Shares in Tesco were down on the FTSE 100 in morning trading despite the supermarket giant reporting a rise in sales and pre-tax profit in the full year ended 26 February.
Group sales (including VAT) in the period were up 8.1 per cent to £67.6 billion, while underlying per-tax profit increased 12.3 per cent to £3.8 billion. The figures were significantly above analyst forecasts, which predicted sales of £61.7 billion and pre-tax profit of £3.54 billion.
As has become usual for Tesco, the group's growth figures were most impressive in its non-British and especially Asian markets.
In Britain the group's trading profit increased 3.8 per cent to £2.5 billion, while in Asia trading profit rose 29.5 per cent to £570 million. In Europe trading profit was up 11.2 per cent to £527 million while in the U.S. trading profit fell 12.7 per cent, making for a loss of £186 million.
The group's overall net debt during the period was cut by £1.1 billion to £6.8 billion.
Following the results Tesco said it would be raising its total dividend 10.8 per cent to 14.46 pence per share.
Philip Clarke, Chief Executive of Tesco, said, "I am pleased with our strong overall performance in the face of some challenging conditions and we are well-positioned, with multiple opportunities to deliver long-term growth and rising returns.
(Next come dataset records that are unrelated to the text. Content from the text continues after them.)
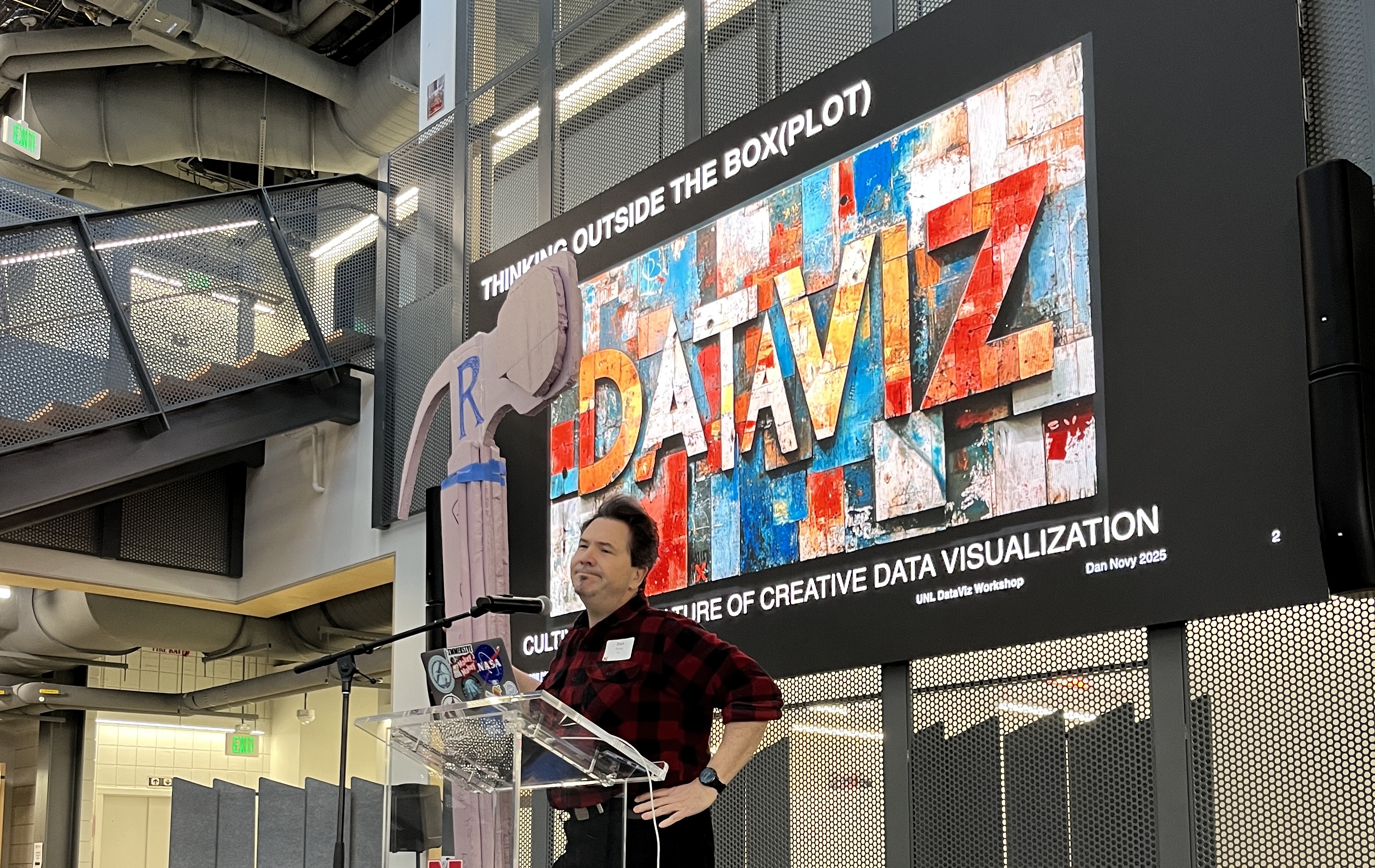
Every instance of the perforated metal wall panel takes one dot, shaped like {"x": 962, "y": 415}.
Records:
{"x": 912, "y": 10}
{"x": 423, "y": 309}
{"x": 504, "y": 179}
{"x": 332, "y": 231}
{"x": 758, "y": 50}
{"x": 504, "y": 32}
{"x": 185, "y": 525}
{"x": 1285, "y": 735}
{"x": 621, "y": 96}
{"x": 76, "y": 532}
{"x": 1035, "y": 756}
{"x": 1336, "y": 51}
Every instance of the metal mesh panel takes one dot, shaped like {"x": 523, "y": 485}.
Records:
{"x": 207, "y": 297}
{"x": 755, "y": 51}
{"x": 76, "y": 532}
{"x": 912, "y": 10}
{"x": 504, "y": 32}
{"x": 1337, "y": 81}
{"x": 1035, "y": 756}
{"x": 813, "y": 793}
{"x": 524, "y": 829}
{"x": 421, "y": 298}
{"x": 332, "y": 231}
{"x": 24, "y": 204}
{"x": 1285, "y": 736}
{"x": 64, "y": 367}
{"x": 185, "y": 525}
{"x": 621, "y": 96}
{"x": 504, "y": 126}
{"x": 569, "y": 10}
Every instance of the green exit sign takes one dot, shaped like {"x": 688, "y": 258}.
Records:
{"x": 240, "y": 745}
{"x": 18, "y": 136}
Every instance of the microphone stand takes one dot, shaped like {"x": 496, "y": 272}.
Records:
{"x": 347, "y": 669}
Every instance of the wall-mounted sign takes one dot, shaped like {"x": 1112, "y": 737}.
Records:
{"x": 1012, "y": 351}
{"x": 240, "y": 745}
{"x": 23, "y": 138}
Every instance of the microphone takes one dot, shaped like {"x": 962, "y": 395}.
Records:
{"x": 507, "y": 605}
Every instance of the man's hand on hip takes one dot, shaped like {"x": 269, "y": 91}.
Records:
{"x": 677, "y": 802}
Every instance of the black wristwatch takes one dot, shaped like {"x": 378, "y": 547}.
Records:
{"x": 709, "y": 778}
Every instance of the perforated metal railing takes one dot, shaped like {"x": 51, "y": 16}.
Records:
{"x": 1284, "y": 726}
{"x": 1035, "y": 756}
{"x": 123, "y": 315}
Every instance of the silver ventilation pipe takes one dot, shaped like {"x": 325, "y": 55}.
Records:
{"x": 39, "y": 697}
{"x": 151, "y": 115}
{"x": 163, "y": 23}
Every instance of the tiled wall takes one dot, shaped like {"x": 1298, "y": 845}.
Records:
{"x": 128, "y": 756}
{"x": 20, "y": 752}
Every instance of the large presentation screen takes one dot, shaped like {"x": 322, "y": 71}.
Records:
{"x": 897, "y": 343}
{"x": 989, "y": 334}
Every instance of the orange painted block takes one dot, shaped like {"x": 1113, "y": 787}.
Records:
{"x": 894, "y": 242}
{"x": 981, "y": 209}
{"x": 667, "y": 505}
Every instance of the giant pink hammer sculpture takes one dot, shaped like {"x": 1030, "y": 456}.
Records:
{"x": 520, "y": 366}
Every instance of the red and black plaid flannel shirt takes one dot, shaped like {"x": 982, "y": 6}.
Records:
{"x": 662, "y": 698}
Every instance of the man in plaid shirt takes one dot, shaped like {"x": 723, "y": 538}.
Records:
{"x": 651, "y": 678}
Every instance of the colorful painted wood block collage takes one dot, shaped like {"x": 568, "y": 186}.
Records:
{"x": 894, "y": 344}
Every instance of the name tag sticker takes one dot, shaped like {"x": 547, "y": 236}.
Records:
{"x": 619, "y": 650}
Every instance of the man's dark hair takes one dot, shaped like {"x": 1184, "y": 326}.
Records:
{"x": 644, "y": 532}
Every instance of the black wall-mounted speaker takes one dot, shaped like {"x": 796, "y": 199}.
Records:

I want to thank the 500,000 people who work at Tesco for their contribution to this performance.
"We have equipped the business for global growth with new management structures and teams -including an experienced UK Board, which is bringing more focus and energy to our largest business. Asia and Europe made excellent progress contributing nearly 70% of our profit growth in the year. The momentum in the USA is building but still has some way to go."
Richard Hunter, Head of UK Equities at Hargreaves Lansdown Stockbrokers, commented, "Tesco's international spread has again come to the rescue as its home market struggles to come to terms with the age of austerity.
"The company highlighted growth in Asia and Europe as being particularly robust, with progress in the US beginning to gain traction. The new CEO is clearly aiming to drive further growth, both through innovation and the release of capital for further expansion. On the downside, the picture in the UK market is looking increasingly bleak, although the company's defensive qualities should provide some support. In addition, the competitive environment remains intense, whilst the change of top management will take some time to establish itself. However, the business is clearly underpinned by its foreign contributions, the company is cash generative and the dividend policy is progressive.
"The shares have not necessarily kept pace with the positive sentiment which the market bestows on the company, having given up 8% over the last six months, during which time the wider FTSE100 has added 3%. However, these numbers should give further proof that this faith is justified and the market consensus of the shares as a buy is likely to be maintained."
By 09:00 shares in Tesco were down 0.92 per cent on the FTSE 100 to 396.30 pence per share.